Thanks for all the feedback.

WET
 
RavenTai said:
not a direct comparison but with stock springs going from stock shocks to bilsteins really helped out a lot with the body roll, almost eliminating it, before even with just lane changes the ass end would sway back and forth, it felt bad,

I did the same thing, Put Billies on and the body roll went away. Go Billies...
 
firmer shocks .
 
and a set of 1" to 1.25" wheel spacers would change the feel a lot.
 
Spacers = different look, undetectable roll difference. Done the research, got the T shirt.

DougM
 
I have the same lift, and I had some roll. It was in the front mostly. It seemed soft in the front. I added a pair of 1 1/4" spacers above the front stops (from Kevin; toolsrus) for another 1 1/4" front lift. It now corners flat like a sports car on windy mountain roads. Handles well in corners even when the inside front tire is screaming for mercy!
The factory designs a "rake" into the suspension to compensate for towing weight, placing the rear higher than the front. This places more weight onto the front axle. The effect is increased when the truck is lifted and the center of gravity is raised. This causes a feeling of roll when cornering. A bit of extra lift in the front transfers the weight more to the rear to balance handling. It makes a big difference!
Kevin has engineered a spacer that corrects the problem. They are made in 1", 1 1/4", and 1 1/2" thicknesses. Quantities are limited to production capabilities, and you may have to wait for a pair to be available.
I have a 3" lift without caster correction. Before the added front lift it was a bit light in the front. Body roll felt uncomfortable, and the handling was squirrelly. With the added lift, I left the beach at Ventura and drove up to over a mile of altitude in 26 road miles with perfect handling. That was a very curvy road with stunning views that kept my eyes off of the road most of the time. The truck handled impeccably! The spacer may be your cure.
PM Kevin at (toolsrus) to see when he may be able to get more made.
 
OME Swaybars

The PO of my 93 put a 40mm (~2.5") OME lift in, then freaked out about body roll and put in a OME front sway bar. He kept the stock one and it came with the rig. I'd say the OME is about 25% thicker and doesn't interfere with my factory locker. The sway is not weird at all. Might be worth looking into.
 
Lots of debate for somebody who already answered their own question: OME medium doesn't have any excessive roll IMO with the regular shocks and he doesn't like the feel of the soft shocks.
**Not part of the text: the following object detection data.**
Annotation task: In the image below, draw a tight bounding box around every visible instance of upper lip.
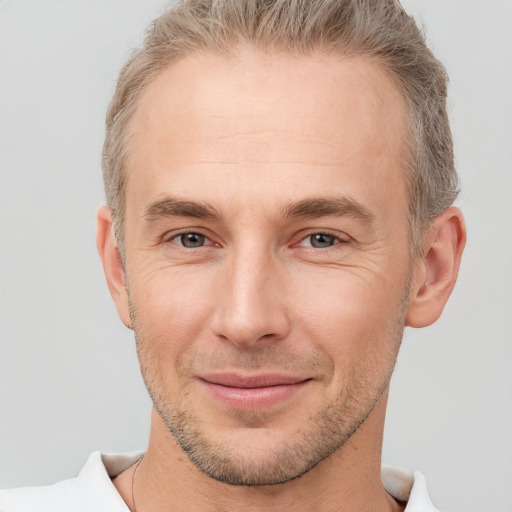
[200,373,308,389]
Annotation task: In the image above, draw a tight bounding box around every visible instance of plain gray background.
[0,0,512,512]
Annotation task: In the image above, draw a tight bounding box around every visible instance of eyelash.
[164,230,349,250]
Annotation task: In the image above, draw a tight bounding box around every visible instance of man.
[0,0,465,512]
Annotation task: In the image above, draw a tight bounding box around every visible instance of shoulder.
[0,452,138,512]
[382,466,439,512]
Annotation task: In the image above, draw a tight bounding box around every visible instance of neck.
[114,394,403,512]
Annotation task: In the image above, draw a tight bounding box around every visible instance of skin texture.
[98,48,465,512]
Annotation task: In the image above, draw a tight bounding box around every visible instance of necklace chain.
[132,455,144,512]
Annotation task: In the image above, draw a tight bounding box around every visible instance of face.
[121,49,410,485]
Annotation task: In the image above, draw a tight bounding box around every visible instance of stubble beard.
[131,286,408,486]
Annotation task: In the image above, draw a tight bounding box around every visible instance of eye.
[172,232,208,249]
[300,233,342,249]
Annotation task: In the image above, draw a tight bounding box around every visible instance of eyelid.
[293,229,350,251]
[162,228,220,250]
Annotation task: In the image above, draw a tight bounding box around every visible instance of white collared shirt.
[0,452,439,512]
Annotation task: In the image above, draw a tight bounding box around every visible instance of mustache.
[179,345,333,374]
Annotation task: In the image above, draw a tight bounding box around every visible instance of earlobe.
[96,206,132,329]
[405,206,466,327]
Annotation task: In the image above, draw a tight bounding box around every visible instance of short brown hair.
[103,0,458,252]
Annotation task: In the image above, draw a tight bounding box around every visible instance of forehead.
[127,48,406,219]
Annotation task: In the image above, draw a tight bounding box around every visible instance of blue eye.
[308,233,338,249]
[174,233,206,249]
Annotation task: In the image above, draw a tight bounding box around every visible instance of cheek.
[130,268,215,367]
[292,269,405,368]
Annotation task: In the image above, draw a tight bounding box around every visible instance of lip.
[199,373,311,411]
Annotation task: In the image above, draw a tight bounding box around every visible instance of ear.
[96,206,132,329]
[405,206,466,327]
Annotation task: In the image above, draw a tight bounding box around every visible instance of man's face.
[125,49,411,484]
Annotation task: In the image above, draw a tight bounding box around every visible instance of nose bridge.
[214,243,288,346]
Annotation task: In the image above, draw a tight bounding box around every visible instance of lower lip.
[202,380,309,411]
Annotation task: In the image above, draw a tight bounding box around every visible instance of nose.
[212,247,290,347]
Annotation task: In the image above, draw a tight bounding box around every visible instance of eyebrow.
[283,196,375,223]
[144,197,221,220]
[144,196,375,223]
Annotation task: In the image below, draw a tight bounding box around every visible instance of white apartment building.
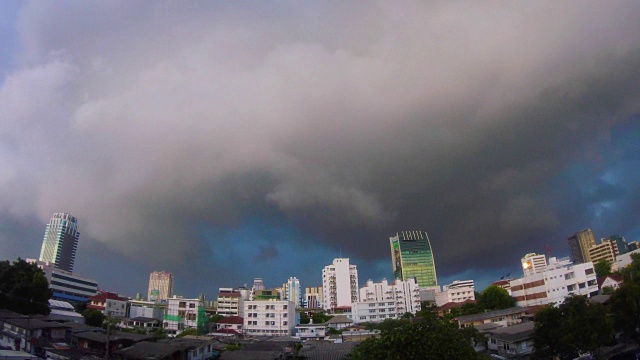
[242,300,296,336]
[322,258,359,311]
[436,280,476,306]
[304,286,324,309]
[26,259,98,304]
[129,300,167,321]
[510,258,598,307]
[520,253,547,276]
[164,295,209,335]
[282,277,301,308]
[217,288,249,316]
[352,278,420,323]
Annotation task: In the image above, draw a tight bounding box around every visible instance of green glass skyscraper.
[389,231,438,288]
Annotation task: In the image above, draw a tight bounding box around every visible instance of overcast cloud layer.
[0,1,640,295]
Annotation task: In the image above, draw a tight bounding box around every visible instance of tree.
[311,311,333,324]
[209,314,224,324]
[351,316,480,360]
[0,258,53,315]
[149,327,167,339]
[609,254,640,344]
[593,259,611,277]
[533,295,614,359]
[176,328,198,337]
[82,309,104,327]
[476,285,516,310]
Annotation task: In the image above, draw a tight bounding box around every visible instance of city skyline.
[0,0,640,298]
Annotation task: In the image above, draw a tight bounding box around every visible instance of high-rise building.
[520,253,547,276]
[389,231,438,288]
[304,286,324,309]
[567,229,596,264]
[39,213,80,272]
[282,277,301,308]
[322,258,359,311]
[147,271,173,301]
[604,235,629,256]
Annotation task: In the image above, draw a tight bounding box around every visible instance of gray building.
[567,229,596,264]
[39,213,80,272]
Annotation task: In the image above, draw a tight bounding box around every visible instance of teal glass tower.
[389,231,438,288]
[39,213,80,272]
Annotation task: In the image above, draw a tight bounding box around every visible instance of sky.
[0,0,640,299]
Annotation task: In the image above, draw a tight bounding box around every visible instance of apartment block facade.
[242,300,296,336]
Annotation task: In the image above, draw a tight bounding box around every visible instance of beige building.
[147,271,173,301]
[520,253,547,276]
[589,240,618,264]
[567,229,596,264]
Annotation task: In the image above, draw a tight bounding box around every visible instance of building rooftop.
[218,316,244,325]
[75,331,153,343]
[325,315,353,324]
[4,317,68,330]
[491,321,535,342]
[454,306,527,323]
[89,291,127,302]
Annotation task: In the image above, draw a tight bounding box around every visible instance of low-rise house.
[126,317,162,331]
[48,299,84,324]
[436,299,476,317]
[487,321,535,359]
[598,273,624,293]
[74,331,153,355]
[87,291,127,318]
[341,326,380,342]
[299,341,356,360]
[295,323,329,340]
[454,306,527,327]
[325,315,353,330]
[114,337,226,360]
[128,300,167,322]
[0,316,71,357]
[216,316,244,333]
[0,350,38,360]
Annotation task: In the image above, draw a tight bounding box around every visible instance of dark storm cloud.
[0,2,640,292]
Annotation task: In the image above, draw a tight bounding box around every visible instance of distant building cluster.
[6,213,640,353]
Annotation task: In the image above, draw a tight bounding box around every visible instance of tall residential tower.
[322,258,359,310]
[389,231,438,288]
[39,213,80,272]
[567,229,596,264]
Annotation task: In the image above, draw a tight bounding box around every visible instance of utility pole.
[104,311,111,360]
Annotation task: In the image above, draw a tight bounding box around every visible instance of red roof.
[597,273,624,288]
[491,279,511,286]
[218,316,244,325]
[438,299,476,312]
[89,291,127,302]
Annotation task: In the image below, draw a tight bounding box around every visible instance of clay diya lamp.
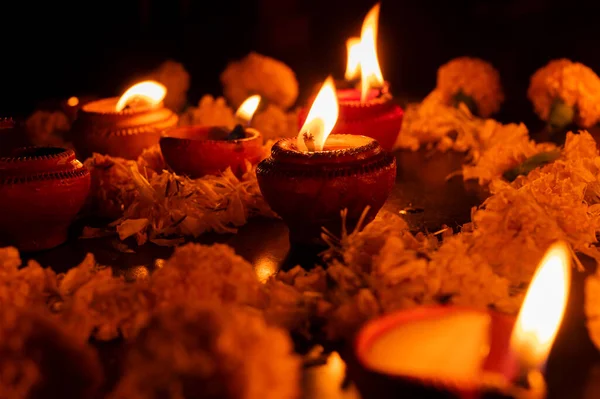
[256,78,396,246]
[71,81,178,159]
[0,147,90,251]
[351,243,571,399]
[160,96,264,178]
[299,4,404,151]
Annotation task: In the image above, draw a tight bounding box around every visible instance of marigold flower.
[109,303,301,399]
[221,53,298,109]
[527,58,600,128]
[179,94,235,129]
[436,57,504,118]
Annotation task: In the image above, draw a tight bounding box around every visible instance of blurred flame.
[235,94,260,123]
[344,37,361,81]
[360,3,384,102]
[297,76,339,152]
[510,242,571,369]
[67,96,79,107]
[115,80,167,112]
[254,256,279,284]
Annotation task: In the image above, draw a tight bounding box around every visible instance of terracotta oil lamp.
[353,243,571,399]
[0,147,90,251]
[299,4,404,151]
[71,81,178,159]
[256,77,396,246]
[160,95,264,178]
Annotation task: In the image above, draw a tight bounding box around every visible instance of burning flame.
[360,4,384,102]
[297,76,339,152]
[510,242,571,370]
[67,96,79,107]
[115,80,167,112]
[344,37,361,81]
[235,94,260,124]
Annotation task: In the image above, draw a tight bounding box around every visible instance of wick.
[225,123,246,141]
[302,132,315,152]
[377,82,389,98]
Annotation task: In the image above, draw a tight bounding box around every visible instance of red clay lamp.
[71,80,179,159]
[299,4,404,151]
[256,77,396,246]
[160,95,264,178]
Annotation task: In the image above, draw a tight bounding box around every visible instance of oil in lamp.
[71,80,178,159]
[355,242,571,399]
[299,4,404,151]
[256,77,396,246]
[160,95,264,178]
[0,147,90,251]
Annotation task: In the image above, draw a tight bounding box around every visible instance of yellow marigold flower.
[527,58,600,128]
[221,53,298,110]
[436,57,504,118]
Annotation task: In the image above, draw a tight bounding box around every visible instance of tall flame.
[360,4,384,102]
[510,242,571,370]
[115,80,167,112]
[235,94,260,124]
[297,76,339,152]
[344,37,361,81]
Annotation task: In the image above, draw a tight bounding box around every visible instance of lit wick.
[302,132,315,152]
[115,80,167,112]
[225,94,261,141]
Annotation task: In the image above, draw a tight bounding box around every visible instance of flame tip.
[511,241,572,369]
[297,75,339,152]
[235,94,262,123]
[115,80,167,112]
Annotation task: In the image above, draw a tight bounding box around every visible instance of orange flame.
[115,80,167,112]
[344,37,361,81]
[360,4,384,102]
[235,94,260,123]
[297,76,339,152]
[510,242,571,370]
[67,96,79,107]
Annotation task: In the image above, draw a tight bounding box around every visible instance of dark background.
[0,0,600,119]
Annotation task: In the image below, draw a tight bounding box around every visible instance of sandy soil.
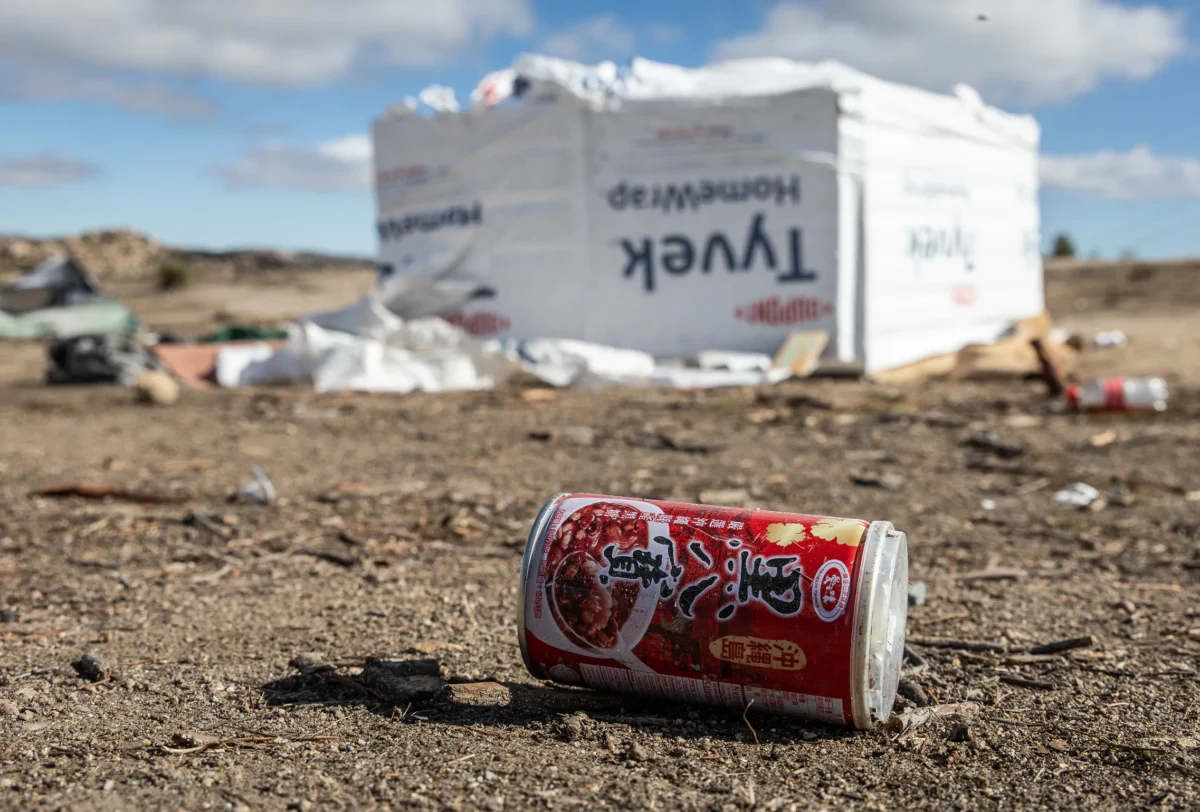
[0,262,1200,810]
There's only one answer here.
 
One suggestion I'd have that is really cheap (sorry?), but works...

Start by replacing some of the stock swaybar bushings with eurethane. I have gone this route for years, with cars and trucks. For getting a better response without a stiffer feel, replace just the inner strap bushings. To get an effective higher bar rate, replace the straps and the end link rubber with eurethane.
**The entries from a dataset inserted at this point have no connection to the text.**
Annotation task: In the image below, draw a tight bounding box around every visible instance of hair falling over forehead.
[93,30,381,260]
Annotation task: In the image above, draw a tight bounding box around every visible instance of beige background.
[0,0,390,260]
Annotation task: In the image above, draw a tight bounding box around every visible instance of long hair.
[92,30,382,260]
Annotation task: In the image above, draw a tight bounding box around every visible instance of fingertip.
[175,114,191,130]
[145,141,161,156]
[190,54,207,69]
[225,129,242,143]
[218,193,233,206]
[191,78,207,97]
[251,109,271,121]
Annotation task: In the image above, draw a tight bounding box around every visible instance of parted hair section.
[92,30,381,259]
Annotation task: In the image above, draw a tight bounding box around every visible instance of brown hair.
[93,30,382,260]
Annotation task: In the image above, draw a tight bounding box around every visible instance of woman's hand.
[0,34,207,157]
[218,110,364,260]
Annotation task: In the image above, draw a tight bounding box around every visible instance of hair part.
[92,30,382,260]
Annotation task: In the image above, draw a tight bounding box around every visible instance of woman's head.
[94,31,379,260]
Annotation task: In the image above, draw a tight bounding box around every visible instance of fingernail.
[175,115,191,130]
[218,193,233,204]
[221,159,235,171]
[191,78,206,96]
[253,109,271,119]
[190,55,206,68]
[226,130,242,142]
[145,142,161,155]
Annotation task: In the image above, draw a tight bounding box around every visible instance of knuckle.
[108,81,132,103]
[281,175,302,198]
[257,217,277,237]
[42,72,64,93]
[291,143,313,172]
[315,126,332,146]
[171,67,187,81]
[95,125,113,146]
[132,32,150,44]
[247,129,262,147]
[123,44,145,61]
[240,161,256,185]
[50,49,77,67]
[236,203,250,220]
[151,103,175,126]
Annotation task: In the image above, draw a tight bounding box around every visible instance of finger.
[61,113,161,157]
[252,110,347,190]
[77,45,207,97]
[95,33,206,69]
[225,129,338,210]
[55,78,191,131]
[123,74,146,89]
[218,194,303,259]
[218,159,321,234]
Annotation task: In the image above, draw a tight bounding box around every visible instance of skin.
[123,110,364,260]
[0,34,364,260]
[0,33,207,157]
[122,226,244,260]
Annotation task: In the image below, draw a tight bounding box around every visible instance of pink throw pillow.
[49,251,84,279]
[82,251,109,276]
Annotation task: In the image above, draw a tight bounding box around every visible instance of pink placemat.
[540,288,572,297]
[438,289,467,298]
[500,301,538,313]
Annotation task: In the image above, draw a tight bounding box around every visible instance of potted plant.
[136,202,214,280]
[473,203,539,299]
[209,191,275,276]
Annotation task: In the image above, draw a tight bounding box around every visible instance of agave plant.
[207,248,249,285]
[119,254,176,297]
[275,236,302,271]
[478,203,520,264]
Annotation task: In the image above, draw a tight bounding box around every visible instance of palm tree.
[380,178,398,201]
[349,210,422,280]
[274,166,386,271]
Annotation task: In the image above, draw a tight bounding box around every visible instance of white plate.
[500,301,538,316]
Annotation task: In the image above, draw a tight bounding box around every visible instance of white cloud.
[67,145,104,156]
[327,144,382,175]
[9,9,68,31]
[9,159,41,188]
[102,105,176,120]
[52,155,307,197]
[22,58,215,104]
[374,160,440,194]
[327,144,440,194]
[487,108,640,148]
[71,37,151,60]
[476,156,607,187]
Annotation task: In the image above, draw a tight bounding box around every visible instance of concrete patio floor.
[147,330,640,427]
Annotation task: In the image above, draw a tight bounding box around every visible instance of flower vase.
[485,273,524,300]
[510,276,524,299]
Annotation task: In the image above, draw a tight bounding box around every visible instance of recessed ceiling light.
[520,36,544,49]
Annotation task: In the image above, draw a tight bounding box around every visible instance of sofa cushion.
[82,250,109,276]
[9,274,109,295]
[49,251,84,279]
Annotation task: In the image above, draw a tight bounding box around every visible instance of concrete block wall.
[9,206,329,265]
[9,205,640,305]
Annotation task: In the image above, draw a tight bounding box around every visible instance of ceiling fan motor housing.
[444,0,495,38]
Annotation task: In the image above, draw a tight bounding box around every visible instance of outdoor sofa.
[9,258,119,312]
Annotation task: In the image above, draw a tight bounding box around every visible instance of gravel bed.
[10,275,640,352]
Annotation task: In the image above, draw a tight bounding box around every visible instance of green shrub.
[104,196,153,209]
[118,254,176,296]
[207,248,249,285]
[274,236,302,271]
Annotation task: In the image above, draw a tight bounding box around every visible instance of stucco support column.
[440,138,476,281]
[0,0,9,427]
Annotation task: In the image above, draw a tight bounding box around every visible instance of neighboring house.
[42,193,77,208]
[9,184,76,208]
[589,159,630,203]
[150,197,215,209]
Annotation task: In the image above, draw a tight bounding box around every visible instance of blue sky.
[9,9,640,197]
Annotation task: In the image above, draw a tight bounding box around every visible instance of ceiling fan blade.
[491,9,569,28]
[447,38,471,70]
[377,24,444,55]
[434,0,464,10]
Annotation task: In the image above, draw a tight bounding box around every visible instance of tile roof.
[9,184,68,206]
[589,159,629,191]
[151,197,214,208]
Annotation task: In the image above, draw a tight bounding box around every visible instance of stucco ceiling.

I did this on my old 4 runner with great success, and on dozens of cars, race and street. Most times you can use an off the shelf strap (the kind with the zerk fitting is the best IMO), 27 and 25mm are standard parts for suspension techniques. The multilink bushings might be tougher, but a lot of 'merican iron can interchange (I used some sort of chebby app for my 4R).

Scott Justusson
 
SUMOTOY said:
One suggestion I'd have that is really cheap (sorry?), but works...
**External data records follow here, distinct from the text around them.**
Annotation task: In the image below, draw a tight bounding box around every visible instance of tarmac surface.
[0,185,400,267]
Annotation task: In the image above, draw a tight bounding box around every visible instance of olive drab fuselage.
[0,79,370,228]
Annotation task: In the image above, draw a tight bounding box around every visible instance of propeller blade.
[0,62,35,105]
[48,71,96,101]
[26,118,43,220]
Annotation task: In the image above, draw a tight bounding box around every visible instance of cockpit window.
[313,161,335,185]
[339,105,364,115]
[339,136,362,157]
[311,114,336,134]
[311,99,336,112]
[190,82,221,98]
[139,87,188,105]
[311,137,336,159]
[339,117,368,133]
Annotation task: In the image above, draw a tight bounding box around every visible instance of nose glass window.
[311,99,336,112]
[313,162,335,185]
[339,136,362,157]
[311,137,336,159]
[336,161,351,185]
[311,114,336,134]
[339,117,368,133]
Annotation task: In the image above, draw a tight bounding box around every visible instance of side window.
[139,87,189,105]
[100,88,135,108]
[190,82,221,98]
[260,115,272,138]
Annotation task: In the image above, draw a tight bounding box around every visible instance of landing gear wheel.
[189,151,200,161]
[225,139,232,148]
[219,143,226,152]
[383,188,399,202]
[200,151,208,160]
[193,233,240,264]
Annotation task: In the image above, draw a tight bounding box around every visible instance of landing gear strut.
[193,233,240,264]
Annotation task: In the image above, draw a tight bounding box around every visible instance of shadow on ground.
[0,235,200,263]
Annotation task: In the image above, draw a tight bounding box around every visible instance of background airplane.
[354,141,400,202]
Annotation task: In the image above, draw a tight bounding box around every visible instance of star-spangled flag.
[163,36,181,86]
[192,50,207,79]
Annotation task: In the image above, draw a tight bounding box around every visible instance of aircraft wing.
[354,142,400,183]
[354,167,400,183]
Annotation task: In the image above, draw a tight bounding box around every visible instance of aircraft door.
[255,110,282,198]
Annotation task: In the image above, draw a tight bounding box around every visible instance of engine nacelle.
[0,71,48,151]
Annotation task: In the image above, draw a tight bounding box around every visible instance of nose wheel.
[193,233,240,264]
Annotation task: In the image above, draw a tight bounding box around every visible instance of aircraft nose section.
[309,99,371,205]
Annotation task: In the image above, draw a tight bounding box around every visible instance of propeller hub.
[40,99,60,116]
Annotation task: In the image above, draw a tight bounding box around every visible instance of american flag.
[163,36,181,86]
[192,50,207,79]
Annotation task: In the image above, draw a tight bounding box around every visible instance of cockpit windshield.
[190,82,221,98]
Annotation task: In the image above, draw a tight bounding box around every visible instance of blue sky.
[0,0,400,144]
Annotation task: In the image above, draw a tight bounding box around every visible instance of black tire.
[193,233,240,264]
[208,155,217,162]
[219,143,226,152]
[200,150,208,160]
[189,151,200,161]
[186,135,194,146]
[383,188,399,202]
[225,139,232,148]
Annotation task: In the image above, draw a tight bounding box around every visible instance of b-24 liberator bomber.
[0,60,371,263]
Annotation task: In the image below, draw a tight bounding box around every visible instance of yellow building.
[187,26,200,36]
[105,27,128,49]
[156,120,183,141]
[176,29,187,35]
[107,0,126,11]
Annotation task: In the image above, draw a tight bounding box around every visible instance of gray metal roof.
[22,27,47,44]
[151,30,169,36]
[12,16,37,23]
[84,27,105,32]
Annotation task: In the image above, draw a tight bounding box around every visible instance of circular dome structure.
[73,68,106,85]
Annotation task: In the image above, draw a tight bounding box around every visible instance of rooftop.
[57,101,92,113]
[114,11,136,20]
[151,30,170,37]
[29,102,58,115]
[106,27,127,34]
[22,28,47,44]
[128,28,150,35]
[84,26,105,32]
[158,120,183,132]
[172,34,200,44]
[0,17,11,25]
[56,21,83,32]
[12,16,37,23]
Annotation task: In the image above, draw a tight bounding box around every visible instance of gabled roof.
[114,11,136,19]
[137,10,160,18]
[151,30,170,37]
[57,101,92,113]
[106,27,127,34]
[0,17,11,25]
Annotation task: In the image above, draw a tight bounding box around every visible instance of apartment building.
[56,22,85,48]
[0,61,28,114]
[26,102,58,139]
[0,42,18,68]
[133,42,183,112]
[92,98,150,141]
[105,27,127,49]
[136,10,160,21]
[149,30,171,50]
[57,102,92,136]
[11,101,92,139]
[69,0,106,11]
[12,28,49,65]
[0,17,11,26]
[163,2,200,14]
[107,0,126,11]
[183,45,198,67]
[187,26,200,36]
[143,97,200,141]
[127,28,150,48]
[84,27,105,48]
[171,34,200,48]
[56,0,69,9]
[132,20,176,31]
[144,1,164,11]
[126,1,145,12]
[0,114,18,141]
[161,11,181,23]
Start by replacing some of the stock swaybar bushings with eurethane. I have gone this route for years, with cars and trucks. For getting a better response without a stiffer feel, replace just the inner strap bushings. To get an effective higher bar rate, replace the straps and the end link rubber with eurethane.

I did this on my old 4 runner with great success, and on dozens of cars, race and street. Most times you can use an off the shelf strap (the kind with the zerk fitting is the best IMO), 27 and 25mm are standard parts for suspension techniques. The multilink bushings might be tougher, but a lot of 'merican iron can interchange (I used some sort of chebby app for my 4R).

Scott Justusson

Where would someone get those for an 80?